Het verhaal van het beest van Gévaudan wordt ook op andere manieren leven gehouden. Marie-Jeanne Valet werd door haar krachtdadige optreden in augustus 1765 een beroemdheid. In het dorpje Auvers werd in 1995 een beeldhouwwerk van Philippe Kaeppelin onthuld om de dappere Marie-Jeanne te herdenken. Er zijn van het ‘beest van ‘Gévaudan’ ook beelden in Marvejols en Saugues. In Saugues bevindt zich ook het Musée fantastique de la Bête du Gévaudan en in La Bresseyre-Saint-Mary staat een monument van Jean Chastel, de man die uiteindelijk het beest neerschoot. Hier en daar kan men in het landschap interessante verwijzingen vinden naar het historische monster.

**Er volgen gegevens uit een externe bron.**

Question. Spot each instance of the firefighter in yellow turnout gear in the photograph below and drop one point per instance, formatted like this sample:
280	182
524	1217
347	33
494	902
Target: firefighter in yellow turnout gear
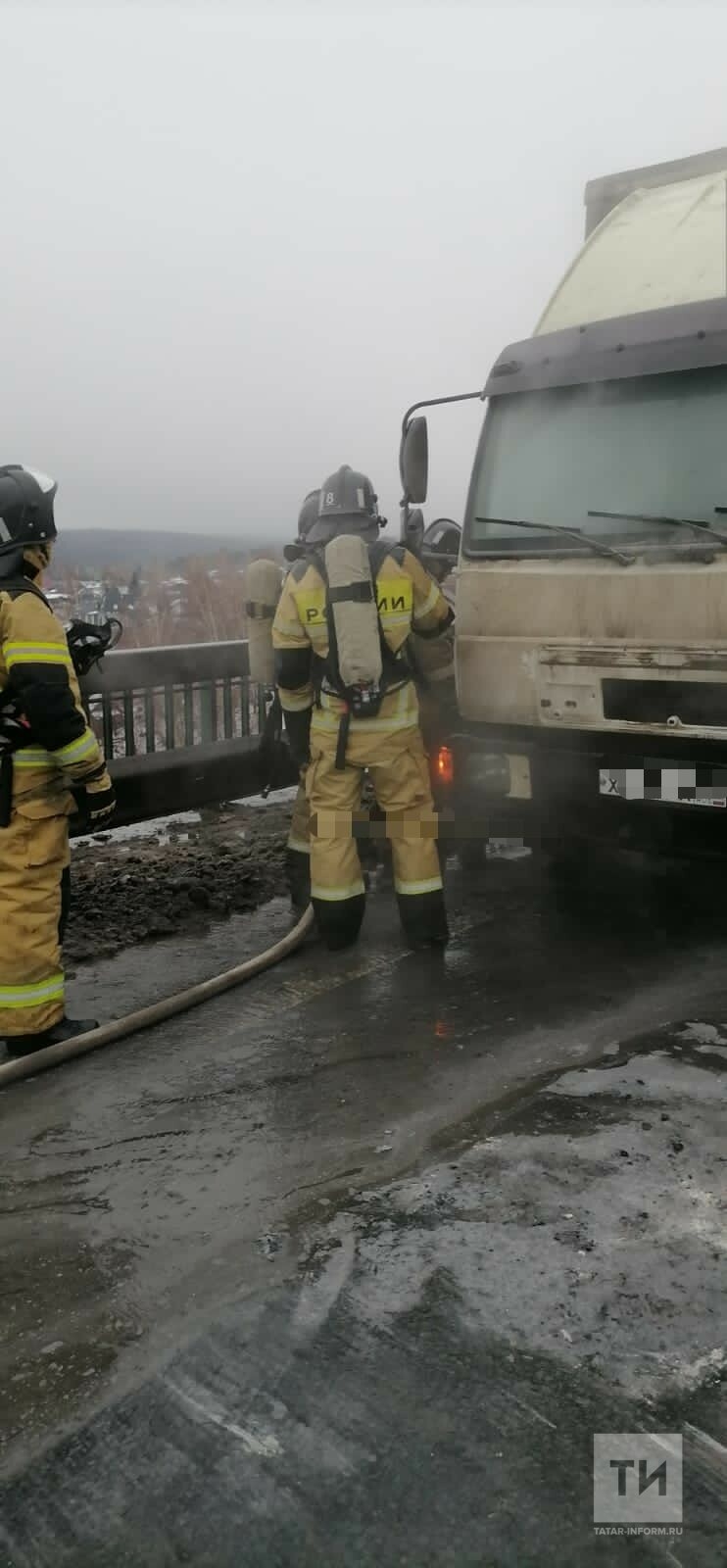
50	765
340	726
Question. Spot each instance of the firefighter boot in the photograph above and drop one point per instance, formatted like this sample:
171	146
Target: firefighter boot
66	1029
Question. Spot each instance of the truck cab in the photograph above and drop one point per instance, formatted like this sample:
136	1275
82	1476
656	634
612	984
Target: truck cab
591	588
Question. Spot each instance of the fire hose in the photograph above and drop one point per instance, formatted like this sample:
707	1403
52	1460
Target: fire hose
159	1011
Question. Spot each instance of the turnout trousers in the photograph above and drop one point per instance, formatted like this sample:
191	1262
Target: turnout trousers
33	902
400	776
298	851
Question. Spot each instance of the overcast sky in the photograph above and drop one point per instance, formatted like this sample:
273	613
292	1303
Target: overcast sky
237	243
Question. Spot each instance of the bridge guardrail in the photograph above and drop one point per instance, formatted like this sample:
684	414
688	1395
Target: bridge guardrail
180	728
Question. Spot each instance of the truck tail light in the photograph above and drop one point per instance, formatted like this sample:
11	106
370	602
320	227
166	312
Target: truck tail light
444	765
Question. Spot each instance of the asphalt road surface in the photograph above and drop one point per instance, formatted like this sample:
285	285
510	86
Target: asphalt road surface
350	1266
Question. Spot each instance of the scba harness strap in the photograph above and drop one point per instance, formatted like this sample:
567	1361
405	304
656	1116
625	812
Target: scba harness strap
361	702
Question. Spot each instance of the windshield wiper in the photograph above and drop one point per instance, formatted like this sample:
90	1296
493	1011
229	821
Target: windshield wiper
677	522
570	533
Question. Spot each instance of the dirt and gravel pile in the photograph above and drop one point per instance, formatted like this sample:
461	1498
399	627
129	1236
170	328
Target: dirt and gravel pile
177	880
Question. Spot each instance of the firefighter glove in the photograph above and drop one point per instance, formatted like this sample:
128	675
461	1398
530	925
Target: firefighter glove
94	797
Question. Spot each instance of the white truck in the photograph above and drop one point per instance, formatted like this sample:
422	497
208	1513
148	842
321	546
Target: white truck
591	587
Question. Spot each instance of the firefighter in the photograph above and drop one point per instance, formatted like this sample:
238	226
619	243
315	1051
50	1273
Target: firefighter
350	703
50	765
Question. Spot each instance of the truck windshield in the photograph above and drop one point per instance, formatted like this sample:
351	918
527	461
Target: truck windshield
651	446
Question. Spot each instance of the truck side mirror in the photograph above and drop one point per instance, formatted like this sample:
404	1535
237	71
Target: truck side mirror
413	460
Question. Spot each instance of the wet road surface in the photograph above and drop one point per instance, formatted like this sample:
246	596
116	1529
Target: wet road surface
352	1264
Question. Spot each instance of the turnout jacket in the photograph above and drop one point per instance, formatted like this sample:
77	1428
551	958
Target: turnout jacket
36	674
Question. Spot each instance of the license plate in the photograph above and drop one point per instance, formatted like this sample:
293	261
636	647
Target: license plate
674	786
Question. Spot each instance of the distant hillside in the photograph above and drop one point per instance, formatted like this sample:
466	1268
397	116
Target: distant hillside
97	549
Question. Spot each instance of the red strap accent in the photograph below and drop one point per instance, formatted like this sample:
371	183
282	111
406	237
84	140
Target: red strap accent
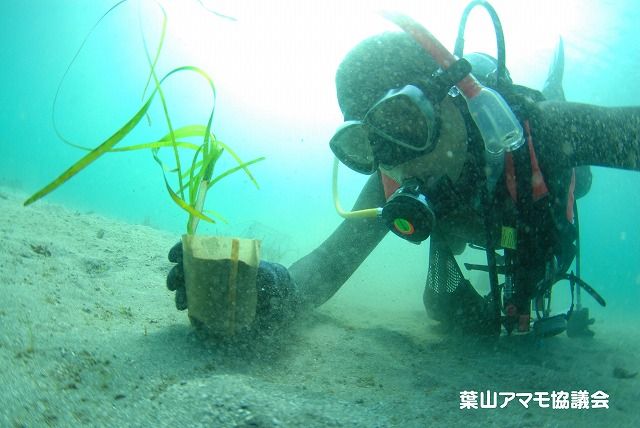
571	196
510	176
538	186
389	184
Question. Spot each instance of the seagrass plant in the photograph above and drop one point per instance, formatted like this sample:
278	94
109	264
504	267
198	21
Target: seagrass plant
193	179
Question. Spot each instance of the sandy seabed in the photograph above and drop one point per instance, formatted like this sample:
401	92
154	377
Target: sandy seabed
89	336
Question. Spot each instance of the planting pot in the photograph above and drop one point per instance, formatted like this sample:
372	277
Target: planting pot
220	278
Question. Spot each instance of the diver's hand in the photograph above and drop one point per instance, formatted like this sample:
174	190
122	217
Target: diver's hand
175	278
278	297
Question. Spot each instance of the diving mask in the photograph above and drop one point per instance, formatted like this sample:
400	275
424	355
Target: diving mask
401	126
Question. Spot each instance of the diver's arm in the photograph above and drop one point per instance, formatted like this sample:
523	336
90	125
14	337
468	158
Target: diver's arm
322	272
573	134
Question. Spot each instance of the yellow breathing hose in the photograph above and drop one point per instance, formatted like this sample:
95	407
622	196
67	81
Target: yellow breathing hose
368	213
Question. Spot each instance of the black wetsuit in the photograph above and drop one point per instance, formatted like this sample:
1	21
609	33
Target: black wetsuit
565	135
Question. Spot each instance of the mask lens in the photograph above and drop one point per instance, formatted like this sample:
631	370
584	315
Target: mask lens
403	117
351	145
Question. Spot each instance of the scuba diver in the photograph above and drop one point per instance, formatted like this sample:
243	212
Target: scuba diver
457	153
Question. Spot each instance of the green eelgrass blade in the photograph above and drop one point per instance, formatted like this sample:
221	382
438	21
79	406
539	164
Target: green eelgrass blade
182	204
230	171
103	148
92	155
237	158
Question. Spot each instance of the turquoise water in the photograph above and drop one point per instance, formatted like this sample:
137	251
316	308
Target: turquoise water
274	71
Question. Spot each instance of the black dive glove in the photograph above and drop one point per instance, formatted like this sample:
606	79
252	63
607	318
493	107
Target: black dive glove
277	292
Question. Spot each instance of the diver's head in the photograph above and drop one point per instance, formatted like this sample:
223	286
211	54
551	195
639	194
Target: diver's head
398	114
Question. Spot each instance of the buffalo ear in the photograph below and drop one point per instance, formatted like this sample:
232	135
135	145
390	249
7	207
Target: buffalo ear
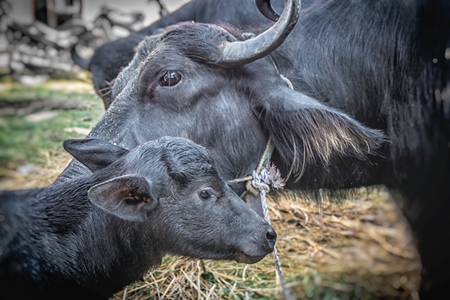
305	131
95	154
128	197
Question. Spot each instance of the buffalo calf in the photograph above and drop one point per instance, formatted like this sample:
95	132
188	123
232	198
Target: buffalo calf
92	235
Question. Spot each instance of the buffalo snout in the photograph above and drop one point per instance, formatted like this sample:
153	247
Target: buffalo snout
261	244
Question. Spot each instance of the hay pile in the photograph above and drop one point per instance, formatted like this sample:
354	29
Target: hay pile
360	249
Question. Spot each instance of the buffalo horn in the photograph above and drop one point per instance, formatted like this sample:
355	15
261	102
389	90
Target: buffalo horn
244	52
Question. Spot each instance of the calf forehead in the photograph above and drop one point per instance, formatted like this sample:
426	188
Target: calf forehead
177	155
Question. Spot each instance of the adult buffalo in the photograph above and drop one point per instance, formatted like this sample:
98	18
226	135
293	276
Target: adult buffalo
367	100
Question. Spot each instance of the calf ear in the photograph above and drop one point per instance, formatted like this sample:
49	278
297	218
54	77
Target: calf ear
95	154
305	131
129	197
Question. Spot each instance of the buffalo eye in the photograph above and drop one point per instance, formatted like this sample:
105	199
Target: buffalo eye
170	78
206	193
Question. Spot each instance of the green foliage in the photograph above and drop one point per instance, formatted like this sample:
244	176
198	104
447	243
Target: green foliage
23	140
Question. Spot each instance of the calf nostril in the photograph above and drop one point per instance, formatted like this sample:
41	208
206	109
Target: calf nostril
271	235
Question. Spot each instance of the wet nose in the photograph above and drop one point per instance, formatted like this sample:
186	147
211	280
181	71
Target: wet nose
271	237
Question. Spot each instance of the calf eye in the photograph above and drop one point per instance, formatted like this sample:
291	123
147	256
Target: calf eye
206	193
170	78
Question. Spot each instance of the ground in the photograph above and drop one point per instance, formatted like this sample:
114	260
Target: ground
360	249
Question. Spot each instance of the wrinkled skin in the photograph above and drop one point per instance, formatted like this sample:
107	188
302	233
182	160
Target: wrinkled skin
370	103
91	236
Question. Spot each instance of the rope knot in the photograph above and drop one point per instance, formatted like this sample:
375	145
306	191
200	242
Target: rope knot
265	179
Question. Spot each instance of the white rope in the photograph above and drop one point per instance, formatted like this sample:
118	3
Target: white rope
262	182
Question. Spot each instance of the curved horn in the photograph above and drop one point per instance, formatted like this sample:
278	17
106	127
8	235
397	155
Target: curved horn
265	7
244	52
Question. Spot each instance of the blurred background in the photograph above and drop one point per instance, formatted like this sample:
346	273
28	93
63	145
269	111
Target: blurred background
38	36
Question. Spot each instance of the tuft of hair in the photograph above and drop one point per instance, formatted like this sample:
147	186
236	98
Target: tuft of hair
310	136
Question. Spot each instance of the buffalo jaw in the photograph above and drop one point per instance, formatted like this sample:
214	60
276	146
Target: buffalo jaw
261	246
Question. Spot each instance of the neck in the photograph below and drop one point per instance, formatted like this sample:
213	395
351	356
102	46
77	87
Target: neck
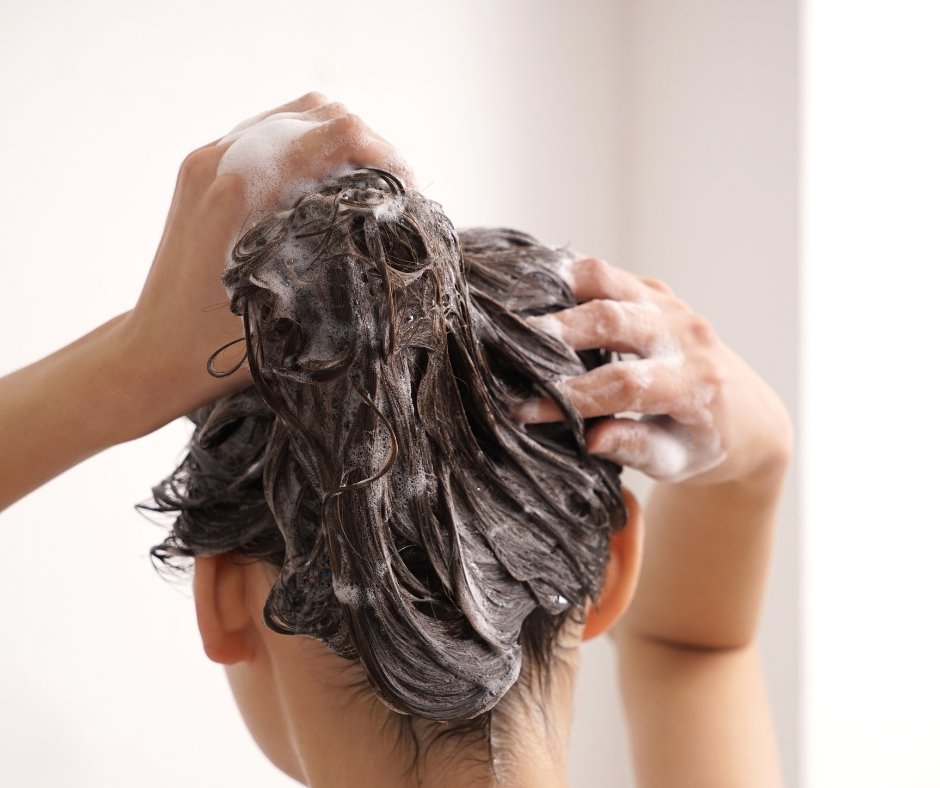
341	735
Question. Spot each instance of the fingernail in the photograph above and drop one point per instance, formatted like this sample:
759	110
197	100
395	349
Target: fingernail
527	412
603	446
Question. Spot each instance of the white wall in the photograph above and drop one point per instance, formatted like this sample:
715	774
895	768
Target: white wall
871	212
660	135
710	156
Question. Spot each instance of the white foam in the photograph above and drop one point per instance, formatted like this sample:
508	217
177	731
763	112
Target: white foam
260	148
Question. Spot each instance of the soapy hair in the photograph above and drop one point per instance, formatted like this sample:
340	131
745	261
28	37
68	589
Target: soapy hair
416	526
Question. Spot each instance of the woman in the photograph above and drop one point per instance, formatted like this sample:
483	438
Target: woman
716	437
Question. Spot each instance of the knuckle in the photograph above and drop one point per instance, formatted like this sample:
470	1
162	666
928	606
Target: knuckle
657	284
702	330
312	100
335	108
608	317
625	381
198	164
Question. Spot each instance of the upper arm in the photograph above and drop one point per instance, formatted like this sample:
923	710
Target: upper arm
697	717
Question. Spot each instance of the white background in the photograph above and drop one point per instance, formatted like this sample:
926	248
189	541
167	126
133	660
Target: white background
660	134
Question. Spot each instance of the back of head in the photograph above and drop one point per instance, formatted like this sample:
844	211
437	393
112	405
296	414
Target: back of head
416	526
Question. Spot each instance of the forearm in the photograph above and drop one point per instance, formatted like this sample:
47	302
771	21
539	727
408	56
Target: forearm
706	562
65	408
697	718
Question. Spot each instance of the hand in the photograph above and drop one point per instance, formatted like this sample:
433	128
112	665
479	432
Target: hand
182	316
704	415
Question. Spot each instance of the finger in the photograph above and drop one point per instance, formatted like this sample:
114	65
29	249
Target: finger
305	103
619	326
660	448
649	386
592	278
344	140
336	109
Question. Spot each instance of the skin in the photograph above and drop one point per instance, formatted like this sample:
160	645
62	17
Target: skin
715	436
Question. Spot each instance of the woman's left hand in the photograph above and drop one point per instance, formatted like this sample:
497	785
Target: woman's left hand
700	414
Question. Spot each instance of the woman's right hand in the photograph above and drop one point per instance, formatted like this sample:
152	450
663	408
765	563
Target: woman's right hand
182	316
146	367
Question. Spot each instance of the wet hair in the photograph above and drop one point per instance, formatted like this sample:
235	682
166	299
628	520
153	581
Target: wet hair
415	525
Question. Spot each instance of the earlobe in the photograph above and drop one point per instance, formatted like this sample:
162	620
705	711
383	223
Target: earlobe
623	572
222	609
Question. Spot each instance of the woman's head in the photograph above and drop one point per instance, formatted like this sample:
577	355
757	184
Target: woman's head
412	523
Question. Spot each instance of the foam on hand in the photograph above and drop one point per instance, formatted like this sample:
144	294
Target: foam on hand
260	149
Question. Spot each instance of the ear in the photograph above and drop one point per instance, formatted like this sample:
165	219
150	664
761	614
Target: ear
623	572
222	609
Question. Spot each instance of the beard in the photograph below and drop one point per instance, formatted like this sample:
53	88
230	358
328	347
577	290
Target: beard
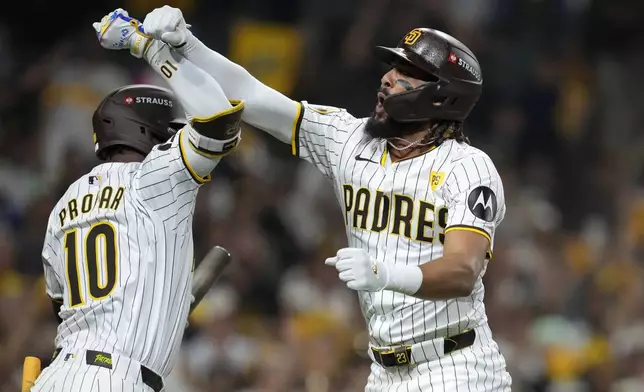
384	127
381	126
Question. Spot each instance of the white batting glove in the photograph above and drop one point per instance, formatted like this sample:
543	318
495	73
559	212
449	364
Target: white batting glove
117	30
359	270
168	25
362	272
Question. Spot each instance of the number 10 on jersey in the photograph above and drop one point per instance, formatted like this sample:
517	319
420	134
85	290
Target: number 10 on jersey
87	267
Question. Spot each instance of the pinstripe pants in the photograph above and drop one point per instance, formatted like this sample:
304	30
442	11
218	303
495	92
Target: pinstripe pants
478	368
72	374
87	379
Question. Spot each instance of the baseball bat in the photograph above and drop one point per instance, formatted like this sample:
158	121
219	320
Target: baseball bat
30	372
208	272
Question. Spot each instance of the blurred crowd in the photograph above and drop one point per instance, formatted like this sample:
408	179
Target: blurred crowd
560	115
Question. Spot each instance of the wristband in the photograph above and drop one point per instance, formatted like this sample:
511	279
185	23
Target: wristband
405	279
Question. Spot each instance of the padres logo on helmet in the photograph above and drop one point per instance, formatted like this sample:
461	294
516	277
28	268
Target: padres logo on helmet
412	37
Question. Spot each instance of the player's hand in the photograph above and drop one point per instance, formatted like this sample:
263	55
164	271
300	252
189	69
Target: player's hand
117	30
359	270
167	24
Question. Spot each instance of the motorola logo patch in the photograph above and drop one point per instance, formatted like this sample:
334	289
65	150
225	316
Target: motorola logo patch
482	203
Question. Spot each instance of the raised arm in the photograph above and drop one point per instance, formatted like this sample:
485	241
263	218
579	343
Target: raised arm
171	173
266	108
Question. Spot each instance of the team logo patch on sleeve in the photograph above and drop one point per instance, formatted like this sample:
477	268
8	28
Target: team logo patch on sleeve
482	203
436	179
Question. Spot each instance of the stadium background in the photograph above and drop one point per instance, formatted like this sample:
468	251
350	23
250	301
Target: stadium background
561	116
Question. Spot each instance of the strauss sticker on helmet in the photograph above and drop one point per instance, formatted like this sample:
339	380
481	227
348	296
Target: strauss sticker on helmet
465	65
154	101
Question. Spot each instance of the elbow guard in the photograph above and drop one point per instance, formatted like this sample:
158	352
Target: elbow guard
217	135
56	305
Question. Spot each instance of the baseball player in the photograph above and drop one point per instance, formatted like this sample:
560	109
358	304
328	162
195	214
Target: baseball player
118	252
421	205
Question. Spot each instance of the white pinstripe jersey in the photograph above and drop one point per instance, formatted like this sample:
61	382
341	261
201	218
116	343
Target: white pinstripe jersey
399	212
118	253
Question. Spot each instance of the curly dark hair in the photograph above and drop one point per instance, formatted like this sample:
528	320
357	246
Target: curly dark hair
443	130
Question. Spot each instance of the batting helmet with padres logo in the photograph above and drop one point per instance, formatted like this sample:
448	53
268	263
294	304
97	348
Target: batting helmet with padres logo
138	117
451	70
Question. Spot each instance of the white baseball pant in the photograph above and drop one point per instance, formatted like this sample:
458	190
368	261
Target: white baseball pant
69	372
478	368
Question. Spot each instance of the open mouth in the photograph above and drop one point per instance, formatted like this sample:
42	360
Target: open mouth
381	99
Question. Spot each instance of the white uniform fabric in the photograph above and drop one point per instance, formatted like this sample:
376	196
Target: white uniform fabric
399	212
118	250
139	303
70	372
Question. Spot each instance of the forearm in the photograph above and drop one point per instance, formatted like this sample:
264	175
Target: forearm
208	136
199	93
437	280
266	108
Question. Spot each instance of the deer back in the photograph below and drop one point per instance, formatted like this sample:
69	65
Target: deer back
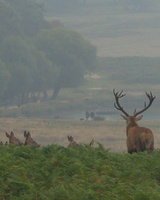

Het Beest van Gévaudan is een populair thema bij liefhebbers van weerwolfverhalen, bij de pseudowetenschappers van de cryptozoölogie (die op zoek zijn naar mogelijke dieren als zeemeermannen, het monster van Loch Ness, Bigfoot, Yeti en dergelijke) en bij samenzweringstheoretici. Een van die samenzweringsverhalen kwam als snel in omloop. Het verhaal werd de wereld in geslingerd dat Jean Chastel zelf verantwoordelijk voor de aanvallen. Hij zou allerlei mensen hebben aangevallen en gedood en daarna een grote hond hebben gebruikt om de sporen te maskeren. Op basis hiervan kwam nog in 2002 een film uit, La Bête du Gévaudan, waarin de bevolking van het afgelegen bergdorpje Saugues in doodsangst leefde na een reeks gruwelijke moorden door een verschrikkelijk monster. De dorpelingen, aangevoerd door abbé Pourcher, waren ervan overtuigd dat de hugenootse smid Jean Chastel de moorden op zijn geweten had, maar de jonge arts Pierre Rampal geloofde in Chastel onschuld en ging op onderzoek uit. De mysterieuze geschiedenis was een inspiratie voor allerlei verbeeldingen in literatuur, film en andere media.